Mais il est désormais clair que ce rattrapage s’essouffle très rapidement et que les évidences d’une économie en crise et d’entreprises au bord du gouffre apparaissent au grand jour. Sans même citer la hausse continue et vertigineuse des défaillances d’entreprises, ou les faux-semblants de la création d’entreprise, portée par l’autoentrepreneuriat non créateur d’emplois et de richesses, les indicateurs de l’enquête de conjoncture semestrielle de Bpifrance confirment largement les complications du moment.

L’an dernier, 42 % des TPE-PME misaient sur une hausse d’activité. Elles ne sont plus de 33 % désormais, et encore, avec une augmentation moyenne de 1 %, donc autant dire rien. 21 % prévoient même une baisse d’activité. C’est encore plus vrai dans les entreprises de moins de 10 salariés, dont la majorité table sur une baisse d’activité. Certes, les PME innovantes et internationales conservent des perspectives supérieures à la moyenne, mais elles sont par définition dans un environnement porteur qui n’est pas à la portée de tous.

Carnets de commandes peu garnis

Le ralentissement est généralisé à tous les secteurs d’activité.

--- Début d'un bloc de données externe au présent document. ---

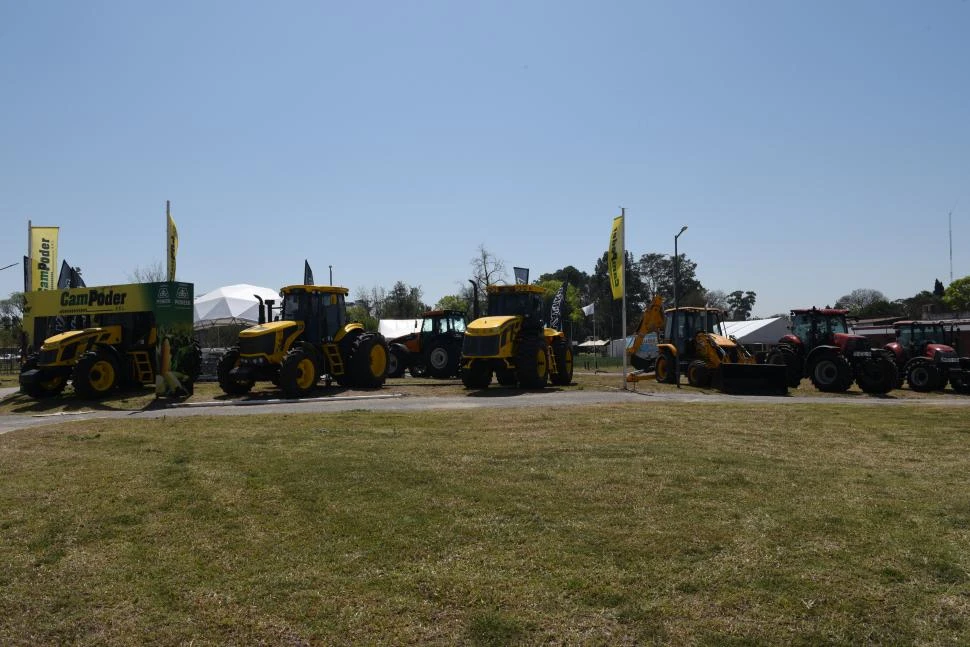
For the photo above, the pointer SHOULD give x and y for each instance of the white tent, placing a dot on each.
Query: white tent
(232, 304)
(758, 331)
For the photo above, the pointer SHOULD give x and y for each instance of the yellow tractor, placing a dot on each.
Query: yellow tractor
(513, 342)
(707, 355)
(309, 337)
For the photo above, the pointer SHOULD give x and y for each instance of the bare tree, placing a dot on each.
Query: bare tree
(149, 274)
(487, 269)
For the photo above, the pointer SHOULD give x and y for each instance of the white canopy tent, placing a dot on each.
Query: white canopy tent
(232, 304)
(758, 331)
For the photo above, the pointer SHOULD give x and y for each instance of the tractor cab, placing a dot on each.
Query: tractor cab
(321, 308)
(524, 301)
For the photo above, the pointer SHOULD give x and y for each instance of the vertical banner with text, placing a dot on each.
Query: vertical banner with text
(172, 242)
(43, 257)
(616, 258)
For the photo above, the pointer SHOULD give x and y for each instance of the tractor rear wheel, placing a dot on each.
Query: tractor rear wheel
(368, 361)
(830, 373)
(564, 363)
(95, 374)
(443, 358)
(532, 363)
(877, 376)
(477, 375)
(396, 361)
(923, 376)
(298, 373)
(699, 374)
(793, 365)
(664, 367)
(227, 383)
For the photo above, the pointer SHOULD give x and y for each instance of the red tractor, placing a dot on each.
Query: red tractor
(434, 348)
(821, 348)
(922, 357)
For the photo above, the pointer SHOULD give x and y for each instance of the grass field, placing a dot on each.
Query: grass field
(647, 523)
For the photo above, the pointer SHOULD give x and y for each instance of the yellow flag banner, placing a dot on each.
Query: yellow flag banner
(43, 258)
(615, 258)
(172, 246)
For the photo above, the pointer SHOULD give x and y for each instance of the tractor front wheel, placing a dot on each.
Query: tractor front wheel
(443, 358)
(830, 373)
(368, 361)
(95, 374)
(298, 373)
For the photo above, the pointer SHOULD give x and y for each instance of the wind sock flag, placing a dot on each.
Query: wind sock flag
(615, 258)
(172, 239)
(555, 317)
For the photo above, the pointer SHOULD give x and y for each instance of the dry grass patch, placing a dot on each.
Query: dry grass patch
(632, 524)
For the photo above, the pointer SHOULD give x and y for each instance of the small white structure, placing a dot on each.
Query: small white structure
(392, 328)
(758, 331)
(232, 304)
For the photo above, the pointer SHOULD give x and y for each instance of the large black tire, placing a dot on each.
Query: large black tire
(367, 363)
(298, 373)
(923, 376)
(478, 375)
(443, 358)
(44, 389)
(396, 361)
(563, 355)
(699, 374)
(665, 367)
(830, 373)
(96, 374)
(877, 376)
(532, 363)
(227, 383)
(792, 363)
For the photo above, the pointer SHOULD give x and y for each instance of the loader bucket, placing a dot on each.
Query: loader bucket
(761, 379)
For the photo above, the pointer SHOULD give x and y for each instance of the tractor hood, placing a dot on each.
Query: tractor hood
(67, 337)
(269, 327)
(490, 325)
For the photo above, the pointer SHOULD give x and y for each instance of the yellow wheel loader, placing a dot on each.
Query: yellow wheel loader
(706, 354)
(309, 338)
(513, 343)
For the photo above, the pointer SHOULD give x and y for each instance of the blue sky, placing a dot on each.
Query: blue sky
(812, 148)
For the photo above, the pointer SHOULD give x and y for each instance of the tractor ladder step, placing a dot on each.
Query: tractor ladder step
(334, 359)
(143, 366)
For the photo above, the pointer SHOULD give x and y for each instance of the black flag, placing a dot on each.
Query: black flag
(555, 317)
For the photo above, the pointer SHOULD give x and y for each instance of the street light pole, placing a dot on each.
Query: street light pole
(677, 340)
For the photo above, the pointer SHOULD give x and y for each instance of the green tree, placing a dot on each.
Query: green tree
(957, 295)
(403, 302)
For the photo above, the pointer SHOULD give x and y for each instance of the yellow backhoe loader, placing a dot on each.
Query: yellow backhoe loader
(694, 342)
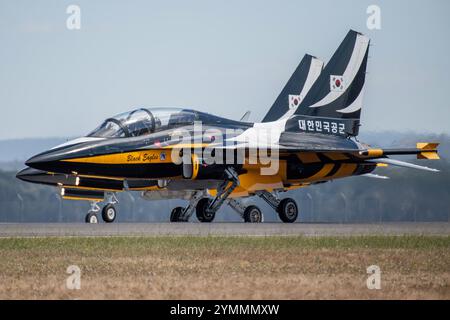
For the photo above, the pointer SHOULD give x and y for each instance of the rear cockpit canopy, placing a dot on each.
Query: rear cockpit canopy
(144, 121)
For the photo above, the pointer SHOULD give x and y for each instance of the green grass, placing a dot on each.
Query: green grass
(94, 244)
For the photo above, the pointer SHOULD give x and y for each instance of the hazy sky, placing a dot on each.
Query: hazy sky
(223, 57)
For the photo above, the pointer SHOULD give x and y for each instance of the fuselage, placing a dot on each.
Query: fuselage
(143, 151)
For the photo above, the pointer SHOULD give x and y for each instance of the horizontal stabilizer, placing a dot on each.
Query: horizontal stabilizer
(428, 150)
(245, 117)
(373, 175)
(399, 163)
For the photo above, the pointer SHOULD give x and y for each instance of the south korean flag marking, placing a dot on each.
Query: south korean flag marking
(337, 83)
(294, 101)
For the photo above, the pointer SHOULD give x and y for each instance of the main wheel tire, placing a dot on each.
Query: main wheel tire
(200, 211)
(253, 214)
(288, 210)
(175, 214)
(109, 213)
(91, 217)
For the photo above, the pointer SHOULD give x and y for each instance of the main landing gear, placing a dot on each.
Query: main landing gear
(108, 212)
(206, 208)
(287, 208)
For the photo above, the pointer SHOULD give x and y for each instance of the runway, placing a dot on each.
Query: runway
(219, 229)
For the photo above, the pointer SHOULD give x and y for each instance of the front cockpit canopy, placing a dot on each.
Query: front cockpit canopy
(143, 121)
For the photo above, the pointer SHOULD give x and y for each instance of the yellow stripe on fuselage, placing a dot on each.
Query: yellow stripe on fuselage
(134, 157)
(335, 156)
(322, 172)
(345, 170)
(308, 157)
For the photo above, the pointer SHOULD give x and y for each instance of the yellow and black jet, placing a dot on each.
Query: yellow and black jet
(307, 137)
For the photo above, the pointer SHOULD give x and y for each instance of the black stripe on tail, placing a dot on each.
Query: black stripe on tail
(333, 104)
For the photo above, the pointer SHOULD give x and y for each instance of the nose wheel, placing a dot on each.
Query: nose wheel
(202, 212)
(91, 217)
(109, 213)
(253, 214)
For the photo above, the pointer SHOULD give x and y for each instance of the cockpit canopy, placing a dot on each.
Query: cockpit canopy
(144, 121)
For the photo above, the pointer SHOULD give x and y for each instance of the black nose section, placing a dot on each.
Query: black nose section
(42, 161)
(30, 175)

Le tourisme voit la croissance la plus élevée (+ 8 % anticipé), mais celle-ci est bien moindre que l’an passé, autre signe que le rattrapage n’est plus ce qu’il était. Les émeutes ayant atteint certains centres-villes touristiques, il est en plus à craindre un tassement de l’activité cet été. Industrie et service connaissent un très fort ralentissement de l’activité. Construction, commerce et transport affichent avec une croissance proche de zéro. Le commerce est particulièrement touché par les problèmes de pouvoir d’achat de ménages et la poussée inflationnistes, alors que les dégâts provoqués par les émeutes vont rajouter d’autres soucis. La construction est frappée par les coûts de matériaux et les hausses d’intérêts et le transport souffre du prix des carburants.

Signe parlant du ralentissement, les carnets de commandes se sont tassés au 1er semestre et les chefs d’entreprises ne s’attendent pas à ce qu’ils se regarnissent d’ici la fin de l’année. Les contraintes de production demeurent importantes, dont les questions d’approvisionnement qui freinent l’activité de 40 % des entreprises. Les problèmes de recrutement restent prégnants pour 82 % des dirigeants, et 42 % font part des grandes difficultés pour embaucher, surtout dans le tourisme, la construction, l’industrie.

Marges resserrées

Forcément, les trésoreries subissent les contrecoups de ces dégradations. 25 % des entreprises sont dans une situation difficile à ce chapitre. Et tout indique que les prochains mois vont être du même acabit. Ainsi, les PGE qui pouvaient devenir des variables d’ajustement face aux soubresauts de l’activité vont retrouver leur rôle de volet de sécurité financière. La montée du taux d’utilisation du PGE se poursuit. Certes, seules 4 % des TPE-PME affichent des craintes quant au non-remboursement du prêt, mais le PGE reste justement un prêt dont il faudra bien s’acquitter un jour, ce qui risque de s'avérer problématique dans une situation d’activité ralentie. Les entreprises ont pu aussi actionner le levier de la hausse des prix, en raison de l’inflation. Mais cette stratégie commence à ne plus pouvoir tenir, les consommateurs ou les clients n’arrivant pas à suivre. 52 % des TPE-PME ont augmenté leurs prix de vente au 1er semestre contre 72 % en 2022. Donc la défense des marges va devenir de plus en plus difficile puisque l’inflation ne diminue pas. D’autant plus que 77 % des TPE-PME ont effectué des hausses de salaire.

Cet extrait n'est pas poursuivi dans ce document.